AI Agents Are Making Security Playbooks Obsolete. Identity Is the Fix.
Security teams built their rules for humans clicking buttons. AI agents click a thousand buttons a second, and the old playbook cannot keep up.

Key points
- AI agents now act inside company systems at machine speed, creating identities and permissions faster than security teams can track them.
- Token Security argues that traditional security workflows, designed for human-paced changes, cannot handle the volume or unpredictability of agent activity.
- The proposed fix is a live identity foundation: a real-time map of every human, machine, and AI identity operating in a company's cloud.
- Security teams need custom workflows built on that foundation, not one-size-fits-all rules, because every environment runs agents differently.
- The shift matters because agent sprawl, meaning uncontrolled growth of AI accounts and their access, is already outpacing manual review at most large companies.
Security teams have a new problem, and it does not look like a hacker in a hoodie.
It looks like a helpful AI assistant, quietly spinning up accounts, requesting access to files, and calling other software tools on behalf of employees. Thousands of times an hour. Without asking.
AI agents, meaning software programs that use large language models to take actions on their own, are now embedded across corporate systems. They read email, they query databases, they trigger payments. And they do all of it under identities that most security teams have no clean way to see, let alone govern.
Token Security, an identity security vendor, laid out the problem in a piece first covered by BleepingComputer. The old playbook, they argue, is broken.
Why can't existing security tools handle AI agents?
Because those tools assume a human is on the other end.
Traditional identity and access management, the systems that decide who can log in and open what, were designed around people. A person joins the company, gets an account, is added to a few groups, and eventually leaves. That whole lifecycle happens at human speed: days, weeks, months.
An AI agent moves at machine speed. It can create sub-agents, request new permissions, and connect to external services in seconds. It can do this hundreds of times before a security analyst has finished their coffee.

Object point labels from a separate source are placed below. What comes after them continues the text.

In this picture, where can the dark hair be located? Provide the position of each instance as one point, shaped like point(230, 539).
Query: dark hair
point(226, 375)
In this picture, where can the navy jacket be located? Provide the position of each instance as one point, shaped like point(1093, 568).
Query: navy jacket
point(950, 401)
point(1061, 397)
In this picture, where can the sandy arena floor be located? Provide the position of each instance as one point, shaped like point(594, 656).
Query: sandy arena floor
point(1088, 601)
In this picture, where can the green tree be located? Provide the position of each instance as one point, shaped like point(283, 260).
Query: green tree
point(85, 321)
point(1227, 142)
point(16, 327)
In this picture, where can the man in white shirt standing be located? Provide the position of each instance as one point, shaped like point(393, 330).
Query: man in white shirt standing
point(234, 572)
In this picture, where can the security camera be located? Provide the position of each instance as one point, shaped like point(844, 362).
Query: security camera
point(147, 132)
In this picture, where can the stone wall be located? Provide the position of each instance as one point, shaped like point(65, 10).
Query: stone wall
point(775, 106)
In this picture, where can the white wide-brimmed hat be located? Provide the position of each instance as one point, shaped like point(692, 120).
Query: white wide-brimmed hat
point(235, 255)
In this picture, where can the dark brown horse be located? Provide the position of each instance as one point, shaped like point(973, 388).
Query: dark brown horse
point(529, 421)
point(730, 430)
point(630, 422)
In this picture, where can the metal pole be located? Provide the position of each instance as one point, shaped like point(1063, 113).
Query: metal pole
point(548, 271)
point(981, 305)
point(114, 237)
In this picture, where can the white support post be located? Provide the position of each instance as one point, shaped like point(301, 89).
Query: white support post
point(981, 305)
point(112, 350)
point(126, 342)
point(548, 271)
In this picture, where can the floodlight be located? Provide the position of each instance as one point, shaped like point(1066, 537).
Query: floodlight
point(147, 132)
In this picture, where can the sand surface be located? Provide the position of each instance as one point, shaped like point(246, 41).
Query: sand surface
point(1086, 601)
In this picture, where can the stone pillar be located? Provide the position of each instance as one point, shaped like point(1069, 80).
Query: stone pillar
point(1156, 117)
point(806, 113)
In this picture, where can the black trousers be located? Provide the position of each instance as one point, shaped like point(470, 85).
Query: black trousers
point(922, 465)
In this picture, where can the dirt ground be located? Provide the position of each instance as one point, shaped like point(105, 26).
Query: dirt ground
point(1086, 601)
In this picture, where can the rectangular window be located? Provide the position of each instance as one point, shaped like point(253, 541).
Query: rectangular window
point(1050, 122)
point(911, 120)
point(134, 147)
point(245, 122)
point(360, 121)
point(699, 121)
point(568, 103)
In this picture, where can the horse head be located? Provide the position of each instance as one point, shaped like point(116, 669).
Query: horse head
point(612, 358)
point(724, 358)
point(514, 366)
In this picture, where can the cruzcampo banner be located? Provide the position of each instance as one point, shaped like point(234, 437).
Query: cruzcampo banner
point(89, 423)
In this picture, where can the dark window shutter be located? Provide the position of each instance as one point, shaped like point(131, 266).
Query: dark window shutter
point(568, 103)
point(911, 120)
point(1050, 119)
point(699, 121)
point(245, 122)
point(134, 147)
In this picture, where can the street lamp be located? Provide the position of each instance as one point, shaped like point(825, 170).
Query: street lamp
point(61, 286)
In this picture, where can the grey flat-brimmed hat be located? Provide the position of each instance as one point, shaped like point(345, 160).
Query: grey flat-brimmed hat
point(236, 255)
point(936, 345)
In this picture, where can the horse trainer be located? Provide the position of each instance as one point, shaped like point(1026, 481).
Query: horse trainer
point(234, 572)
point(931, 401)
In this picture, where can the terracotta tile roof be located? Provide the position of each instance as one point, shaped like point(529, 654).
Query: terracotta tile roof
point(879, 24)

The usual controls, quarterly access reviews and manual approvals, are simply too slow. By the time anyone reviews an agent's access, the agent has already done the work, moved on, or been replaced by a newer version.
What does a "live identity foundation" actually mean?

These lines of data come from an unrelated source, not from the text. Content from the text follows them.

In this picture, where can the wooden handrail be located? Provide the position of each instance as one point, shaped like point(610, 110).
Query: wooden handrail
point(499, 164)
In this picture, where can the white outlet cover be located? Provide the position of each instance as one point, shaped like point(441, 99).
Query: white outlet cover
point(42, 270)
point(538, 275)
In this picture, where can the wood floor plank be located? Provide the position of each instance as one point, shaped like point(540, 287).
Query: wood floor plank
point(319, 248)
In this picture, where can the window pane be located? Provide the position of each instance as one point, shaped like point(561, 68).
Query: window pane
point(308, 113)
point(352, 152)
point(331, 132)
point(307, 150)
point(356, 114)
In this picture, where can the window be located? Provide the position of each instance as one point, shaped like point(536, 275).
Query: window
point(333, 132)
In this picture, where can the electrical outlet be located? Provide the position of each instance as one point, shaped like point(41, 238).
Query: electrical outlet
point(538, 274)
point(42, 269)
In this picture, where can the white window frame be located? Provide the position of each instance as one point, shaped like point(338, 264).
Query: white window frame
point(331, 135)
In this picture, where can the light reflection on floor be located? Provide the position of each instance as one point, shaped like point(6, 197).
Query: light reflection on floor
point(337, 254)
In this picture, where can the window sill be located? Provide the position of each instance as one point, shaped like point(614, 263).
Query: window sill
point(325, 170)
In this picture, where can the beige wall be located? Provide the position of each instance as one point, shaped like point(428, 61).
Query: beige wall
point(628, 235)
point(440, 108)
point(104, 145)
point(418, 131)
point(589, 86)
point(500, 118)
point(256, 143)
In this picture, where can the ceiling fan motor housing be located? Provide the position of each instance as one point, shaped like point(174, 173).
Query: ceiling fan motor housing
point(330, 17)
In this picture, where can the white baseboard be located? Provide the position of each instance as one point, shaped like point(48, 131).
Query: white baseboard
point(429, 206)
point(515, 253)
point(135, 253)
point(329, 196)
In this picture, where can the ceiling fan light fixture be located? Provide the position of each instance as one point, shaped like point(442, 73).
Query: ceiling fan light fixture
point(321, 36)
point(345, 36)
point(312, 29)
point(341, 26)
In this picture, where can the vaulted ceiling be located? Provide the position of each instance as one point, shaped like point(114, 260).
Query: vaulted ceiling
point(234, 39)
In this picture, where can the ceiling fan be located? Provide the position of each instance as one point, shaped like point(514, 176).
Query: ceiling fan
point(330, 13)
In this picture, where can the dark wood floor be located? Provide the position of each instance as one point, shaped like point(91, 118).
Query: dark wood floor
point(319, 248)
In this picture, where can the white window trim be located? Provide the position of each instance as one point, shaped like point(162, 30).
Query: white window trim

It means a security system that watches every identity in real time.
Not just employees. Also service accounts (the technical logins software uses to talk to other software), API keys (secret codes that let one program call another), and now AI agents and the sub-agents they spawn.
Token Security's argument is that you cannot govern what you cannot see. A live foundation continuously discovers every identity, tracks what it has access to, and flags when something drifts, for example, when an agent quietly gains admin rights it never had yesterday.

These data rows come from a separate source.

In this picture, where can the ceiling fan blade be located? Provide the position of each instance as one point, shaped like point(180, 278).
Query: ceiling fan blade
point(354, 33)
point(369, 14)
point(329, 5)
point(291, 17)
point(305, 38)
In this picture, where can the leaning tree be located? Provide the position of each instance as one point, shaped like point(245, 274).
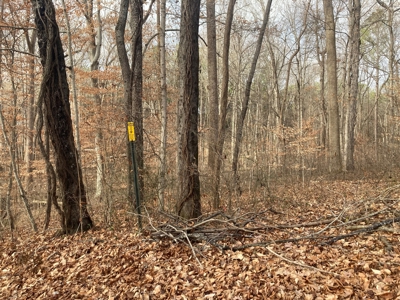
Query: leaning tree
point(54, 95)
point(188, 205)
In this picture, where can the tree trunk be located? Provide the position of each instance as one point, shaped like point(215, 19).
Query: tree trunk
point(246, 99)
point(212, 83)
point(31, 41)
point(354, 64)
point(54, 92)
point(132, 78)
point(224, 105)
point(137, 104)
point(188, 205)
point(164, 118)
point(331, 89)
point(95, 43)
point(73, 81)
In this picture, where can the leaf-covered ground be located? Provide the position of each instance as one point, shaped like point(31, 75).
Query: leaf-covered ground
point(120, 264)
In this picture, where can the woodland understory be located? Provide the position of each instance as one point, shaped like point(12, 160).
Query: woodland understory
point(327, 239)
point(267, 149)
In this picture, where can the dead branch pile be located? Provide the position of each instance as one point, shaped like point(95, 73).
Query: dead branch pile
point(256, 229)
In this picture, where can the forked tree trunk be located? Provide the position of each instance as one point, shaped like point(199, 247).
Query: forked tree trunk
point(354, 63)
point(334, 154)
point(54, 92)
point(132, 78)
point(246, 99)
point(164, 118)
point(224, 105)
point(188, 205)
point(212, 83)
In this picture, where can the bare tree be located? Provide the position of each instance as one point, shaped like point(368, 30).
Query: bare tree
point(132, 75)
point(212, 82)
point(353, 70)
point(331, 89)
point(164, 119)
point(54, 92)
point(246, 99)
point(188, 205)
point(224, 104)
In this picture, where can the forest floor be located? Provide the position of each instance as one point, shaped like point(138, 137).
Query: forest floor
point(325, 240)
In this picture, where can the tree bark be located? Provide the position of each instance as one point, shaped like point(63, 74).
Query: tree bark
point(94, 26)
point(54, 92)
point(354, 63)
point(212, 83)
point(224, 105)
point(188, 205)
point(164, 118)
point(132, 78)
point(334, 154)
point(246, 99)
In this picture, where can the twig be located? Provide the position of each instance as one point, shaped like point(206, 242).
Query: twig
point(299, 263)
point(367, 229)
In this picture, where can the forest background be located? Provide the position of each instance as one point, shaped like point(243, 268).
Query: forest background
point(286, 124)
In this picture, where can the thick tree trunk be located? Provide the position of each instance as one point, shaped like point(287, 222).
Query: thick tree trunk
point(132, 78)
point(188, 205)
point(137, 67)
point(212, 83)
point(164, 117)
point(246, 99)
point(54, 92)
point(331, 89)
point(224, 105)
point(354, 63)
point(95, 29)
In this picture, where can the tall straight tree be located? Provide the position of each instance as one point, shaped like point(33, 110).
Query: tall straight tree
point(224, 104)
point(331, 89)
point(353, 70)
point(94, 27)
point(188, 205)
point(54, 92)
point(246, 99)
point(164, 117)
point(132, 75)
point(212, 82)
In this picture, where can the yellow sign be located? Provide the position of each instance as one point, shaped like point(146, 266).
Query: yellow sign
point(131, 132)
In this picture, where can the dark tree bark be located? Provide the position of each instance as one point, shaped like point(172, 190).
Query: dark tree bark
point(331, 89)
point(188, 205)
point(212, 83)
point(354, 66)
point(224, 105)
point(245, 103)
point(54, 92)
point(132, 77)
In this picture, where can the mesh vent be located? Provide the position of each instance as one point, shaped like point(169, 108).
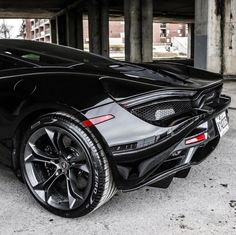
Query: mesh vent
point(159, 111)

On top of that foundation, security teams need to build their own workflows. One company might auto-revoke any agent that goes idle for 48 hours. Another might require human sign-off before an agent can touch financial data. The point is that rigid, vendor-defined rules do not fit every environment.
What should companies do right now?
The practical starting point is unglamorous: inventory.
Most security teams cannot answer basic questions today. How many AI agents are running in our cloud? Who deployed them? What can they read, write, or delete? Which ones are still active from a pilot project that ended six months ago?
Until those questions have answers, no policy will hold. The companies getting ahead of this are treating AI agents the same way they treat employees: onboarded, monitored, and offboarded on a schedule.
The hackers have noticed too. Stolen agent credentials are already showing up on criminal forums, and an agent with broad access is a far juicier target than one employee's laptop.
The playbook is being rewritten in real time. Companies that wait for a clean industry standard will be writing incident reports instead.